Apurba's Vision Care Doctor is Yen Tran-Pantano, OD. The left eye measurements for ordering glasses are as follows:

- Sphere: -4.00
- Cyl: -1.00
- Axis: 170


In [22]:
# set up a new conversation memory for the chat
memory = ConversationBufferMemory(memory_key='chat_history', return_messages=True)

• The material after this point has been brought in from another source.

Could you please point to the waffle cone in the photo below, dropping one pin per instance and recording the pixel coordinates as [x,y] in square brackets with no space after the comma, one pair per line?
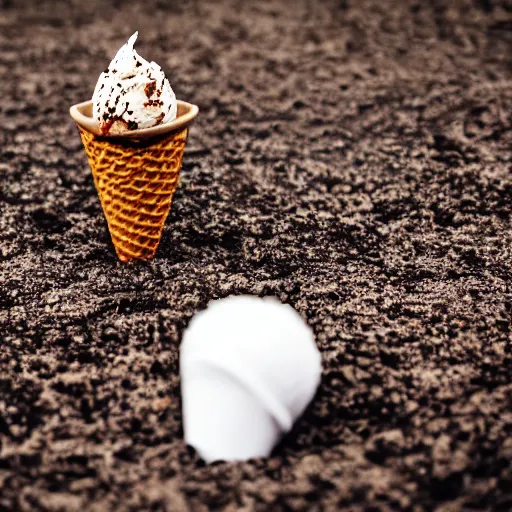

# putting it together: set up the conversation chain with the GPT 4o-mini LLM, the vector store and memory
conversation_chain = ConversationalRetrievalChain.from_llm(llm=llm, retriever=retriever, memory=memory)

In [23]:
openai_client = OpenAI()

In [24]:
# Audio to Text
def audio_to_text(audio_path: str) -> str:
    """
    Transcribes an audio file into text using OpenAI Whisper.
    """
    try:
        with open(audio_path, "rb") as f:
            transcript = openai_client.audio.transcriptions.create(
                model="whisper-1",
                file=f,
                response_format="text"
            )
        text = transcript.strip()
        print(f"🎧 Transcribed: {text}")
        return text
    except Exception as e:
        return f"⚠️ Error during transcription: {str(e)}"


In [25]:
def text_to_speech(answer_text: str, output_file="response.mp3") -> str:
    """
    Converts text to speech using OpenAI TTS.
    Returns path to the generated audio file.
    """
    try:
        speech = openai_client.audio.speech.create(
            model=TEXT_TO_AUDIO_MODEL,
            voice="alloy",   # you can try "verse", "coral", etc.
            input=answer_text
        )
        with open(output_file, "wb") as f:
            f.write(speech.read())
        return output_file
    except Exception as e:
        print("TTS Error:", e)
        return None


In [26]:
def ask_rag(question: str) -> str:
    """
    Sends a text question to the ConversationalRetrievalChain and returns an answer.
    """
    try:
        response = conversation_chain.invoke({"question": question})
        answer = response.get("answer", "⚠️ No response generated.")
        print(f"💬 Answer: {answer}")
        return answer
    except Exception as e:
        return f"⚠️ Error during RAG query: {str(e)}"


In [27]:
def voice_to_rag(audio_path: str):
    """
    Full pipeline: audio → text → RAG → speech.
    """
    question = audio_to_text(audio_path)
    if question.startswith("⚠️"):
        return question, None

    answer = ask_rag(question)

    # Convert answer to speech
    tts_file = text_to_speech(answer)

    response_text = f"🗣️ You asked: {question}\n\n💬 Answer: {answer}"
    return response_text, tts_file


In [28]:
def launch_gradio():
    gr.Interface(
        fn=voice_to_rag,
        inputs=gr.Audio(type="filepath", label="🎙️ Ask your question"),
        outputs=[
            gr.Textbox(label="Transcription and Answer"),
            gr.Audio(label="🔊 Hear the Answer")
        ],
        title="Andy's RAG Assistant",
        description="Andy's Personal RAG answers it.",
    ).launch(inbrowser=True)


In [29]:
launch_gradio()

* Running on local URL:  http://127.0.0.1:7860

To create a public link, set `share=True` in `launch()`.